For all their gaudy sadness, those stories are looks in the rearview mirror that don’t tell us anything new. Last night BBC radio had a short interview with a British man who lived just a few blocks south of the World Trade Center in 2001. His tale was powerful and immediate in a way only eyewitness accounts can be, but it wasn’t all that different from the thousands of other such accounts that have been recorded over the years. Last Friday’s New York Times, on the other hand, had something that genuinely adds to a complete understanding of not only the 2001 attacks, but of our reactions to them, which have been far more lasting and important.
Reported from Tripoli, the article tells the story of Abdel Hakim Belhaj, a Libyan arrested in Malaysia in 2004, sent to Thailand at the request of the U.S. government, tortured, and then shipped back to Libya to be held for six years of solitary confinement. He was released only last year when he and his fellow band of Islamist rebels agreed to renounce violence. Now he is in charge of the new Libyan government’s forces in Tripoli and is saying all the right things:
“The February 17th revolution is the Libyan people’s revolution and no one can claim it, neither secularists nor Islamists,” he said. “The Libyan people have different views, and all those views have to be involved and respected.”
The Times article makes much of the fact that our government isn’t exactly pleased with Belhaj’s newfound place in officialdom. No doubt government paranoiacs would point out that it’d be easy for him to spin an American reporter in the chaotic climate of power vacuum Tripoli. After all, if he really was the kind of dangerous man our rendition and torture programs were designed for, wouldn’t Western pleasing platitudes like that be exactly what he would say?

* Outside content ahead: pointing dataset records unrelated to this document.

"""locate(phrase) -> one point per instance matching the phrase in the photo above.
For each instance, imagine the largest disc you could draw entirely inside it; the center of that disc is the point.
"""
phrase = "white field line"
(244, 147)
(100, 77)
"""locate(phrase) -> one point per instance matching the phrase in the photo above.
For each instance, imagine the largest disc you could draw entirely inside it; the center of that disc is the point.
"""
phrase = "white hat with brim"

At the same time, Belhaj is no longer a wanted man. Indeed, given the politics of today, having spent six years in a Libyan prison for opposing Muammar Gaddafi is about as high a badge of honor as one can have. The article ends with what can only be described as a plea for justice far more civilized than the kind he was initially given in Malaysia, Thailand and Libya:
While Mr. Belhaj insisted that he was not interested in revenge, it is not a period of his life that he has altogether forgotten. “If one day there is a legal way, I would like to see my torturers brought to court,” he said.
Given the uncertainties in Libya at the moment, Abdel Hakim Belhaj’s story is far from over. But it’s been a very instructive one so far. He’s gone from American ally (he fought against the Soviets in Afghanistan), to American prisoner, to the military chief of a capital city that the U.S. bombed in 1986 and 2011. That he got his current position with a big assist from his erstwhile allies/captors just makes things that much more illustrative of the myriad ways the 2001 terrorist attacks have affected the wider world.
Belhaj’s life was indelibly marked by the 2001 terrorist attacks and the vastly more influential American response to them, and he is far from alone. Ten years on it’s worth remembering not only the direct victims of that day, but all of the worldly complexities that too often get ignored. Solemn memorials are well deserved, but not at the expense of the wider understanding that places them in context and perspective.